Trying to quiet an overactive mind can seem like a Herculean task if you don’t know how to go about it. Nevertheless, this is a worthy pursuit because a calm and quiet mind helps you focus and stay present. This will decrease stress, help you make better decisions, and help you connect with people in more meaningful and productive ways.
1. Reflection
This takes about 10 minutes max. I recommend you do it three times a day. Morning, noonish, and right when you are ending your “work”/activity for that day. Take 3 deep breaths in and out, and then think about what you have just experienced. Attempt to be neutral like you are the narrator of the story, not a character in the story. Reflection is the process of becoming the witness of your most recent experiences and circumstances. Make notes if you want about what went well and what you wish would be different. That is it. The goal of reflective journaling or note-taking isn’t to wallow in the past or stay attached to problematic situations. Instead, make a note of it in a balanced way, and move on. When you make this a habit, you can free your mind so that you can move forward to the next moment, meeting, or interaction without the baggage.
2. Brain Dump
There’s always so much to do in our lives—chores, deadlines, bills, commitments—the list never ends. Complete two tasks, and four more appear like you’ve just chopped off one of the Hydra’s heads, and two more have taken its place.
How can one make sense of this never-ending chaos?
Write it all down: Tasks, thoughts, and emotions. The goal is to take out whatever is cluttering your mind and put it down on paper.

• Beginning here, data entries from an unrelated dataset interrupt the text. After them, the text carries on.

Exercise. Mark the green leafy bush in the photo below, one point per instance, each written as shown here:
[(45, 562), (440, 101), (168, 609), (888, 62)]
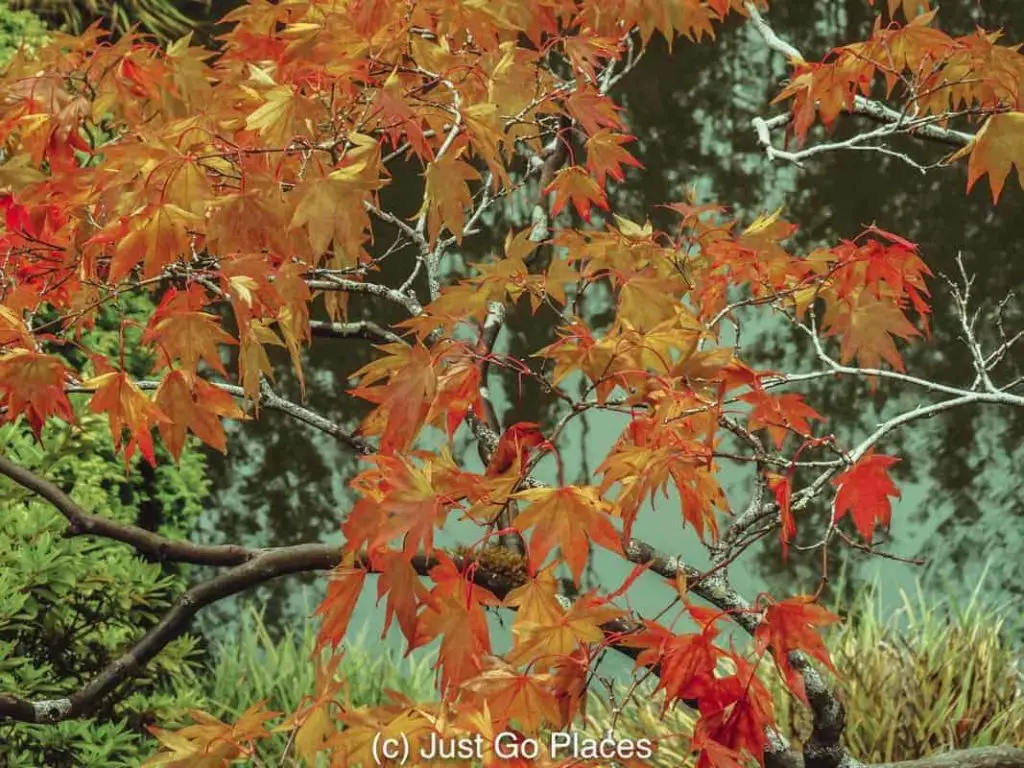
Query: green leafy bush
[(17, 27), (69, 606)]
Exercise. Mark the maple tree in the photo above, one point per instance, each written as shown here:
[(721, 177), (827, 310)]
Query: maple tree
[(244, 186)]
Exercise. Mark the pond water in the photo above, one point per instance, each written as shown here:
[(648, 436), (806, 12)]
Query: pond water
[(962, 506)]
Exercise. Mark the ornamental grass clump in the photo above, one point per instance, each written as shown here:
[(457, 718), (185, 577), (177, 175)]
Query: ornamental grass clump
[(948, 676)]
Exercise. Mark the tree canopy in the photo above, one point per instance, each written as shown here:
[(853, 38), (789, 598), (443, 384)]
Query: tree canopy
[(339, 157)]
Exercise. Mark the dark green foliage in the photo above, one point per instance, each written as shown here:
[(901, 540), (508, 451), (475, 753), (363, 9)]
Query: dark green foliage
[(71, 606), (165, 18)]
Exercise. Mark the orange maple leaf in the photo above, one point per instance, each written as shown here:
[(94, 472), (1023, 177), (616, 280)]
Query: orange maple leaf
[(570, 516), (605, 156), (864, 492), (193, 403), (343, 591), (994, 150), (788, 626), (33, 383), (573, 183), (127, 408), (779, 414)]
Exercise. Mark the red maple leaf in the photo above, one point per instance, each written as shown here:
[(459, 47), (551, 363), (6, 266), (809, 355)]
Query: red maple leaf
[(864, 491)]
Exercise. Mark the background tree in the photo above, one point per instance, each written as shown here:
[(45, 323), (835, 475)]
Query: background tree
[(244, 188)]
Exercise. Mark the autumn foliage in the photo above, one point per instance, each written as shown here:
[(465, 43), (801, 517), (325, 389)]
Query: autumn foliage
[(244, 187)]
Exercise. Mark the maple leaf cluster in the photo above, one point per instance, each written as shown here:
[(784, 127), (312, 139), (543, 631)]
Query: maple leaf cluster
[(241, 188)]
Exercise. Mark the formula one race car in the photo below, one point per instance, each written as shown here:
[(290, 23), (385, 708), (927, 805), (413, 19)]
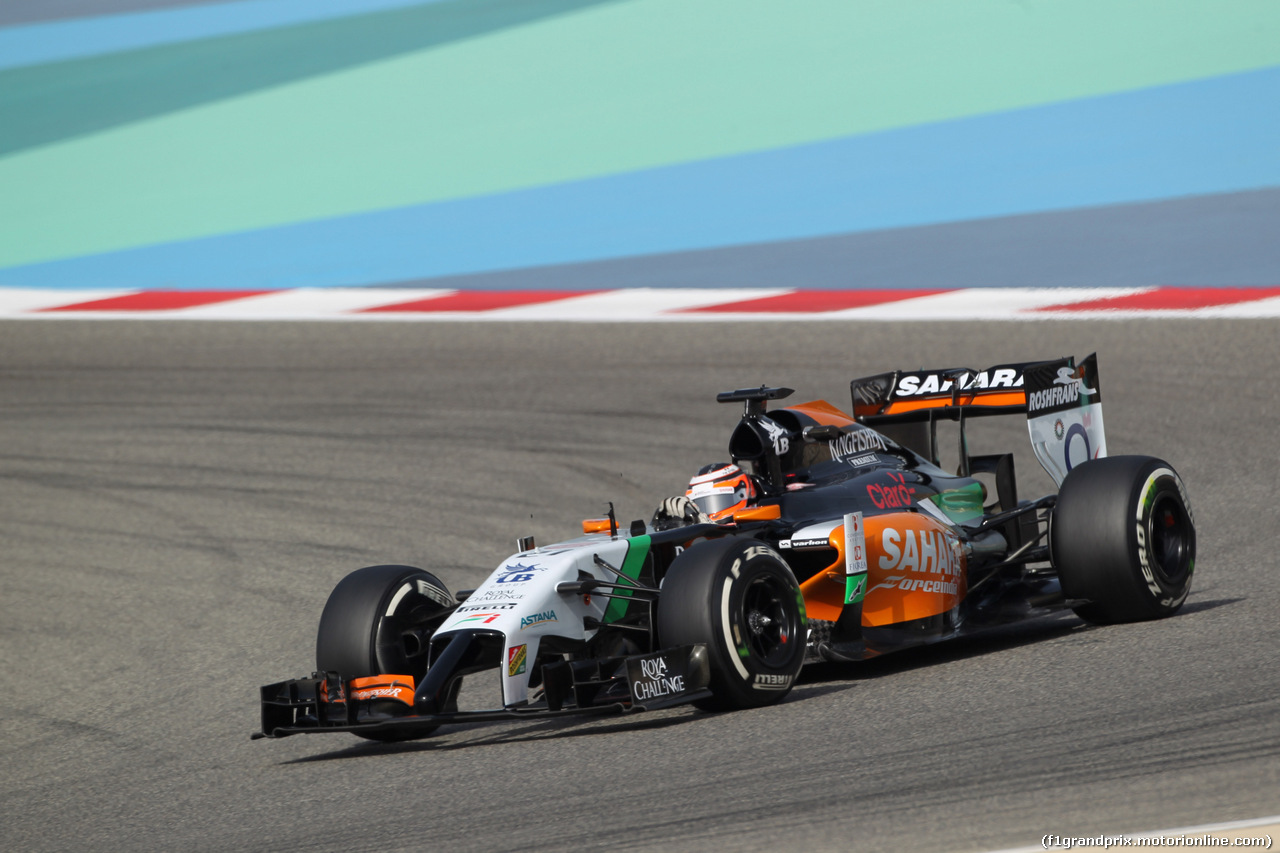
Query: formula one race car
[(830, 537)]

The more you write, the better.
Make a list of the tasks/chores that need to be done. Then, do them and strike them off one by one.
This brain dump approach works for two reasons—it gives you an outlet to release your pent-up stress, and it gives you clarity on exactly what needs to be done. When everything is floating around your head, it just seems like a lot more to do, and your mind never gets a break.
3. Stretching
Practice stretching exercises throughout the day. This will help release tension in the body. Pay special attention to your shoulders, neck, back, hip flexors, and hamstrings. When you stretch your body, your muscles will relax. Your entire body will feel ‘lighter’ and not as tight. Your mind will automatically calm down because your entire being is not as taut.
4. Mindful Breathing
Mindful breathing is a technique where you pay attention to your breaths, feel the air being inhaled and exhaled, and observe the expansion and contraction of your lungs. Breathe naturally and focus on your breathing, being aware of how your body moves. This will help you quiet your mind as you only focus on your breathing.
These techniques are extremely effective for quieting your mind. You don’t need to use all of them. Just using one or two methods might be enough to achieve your goal of reducing mental stress and an overactive mind.
A calm and quiet mind is the gateway to a more balanced and productive life. By practicing self-reflection, brain dumping, stretching, and mindful breathing, you can transform your mental state and enhance your overall well-being. Start implementing these techniques today and experience the difference.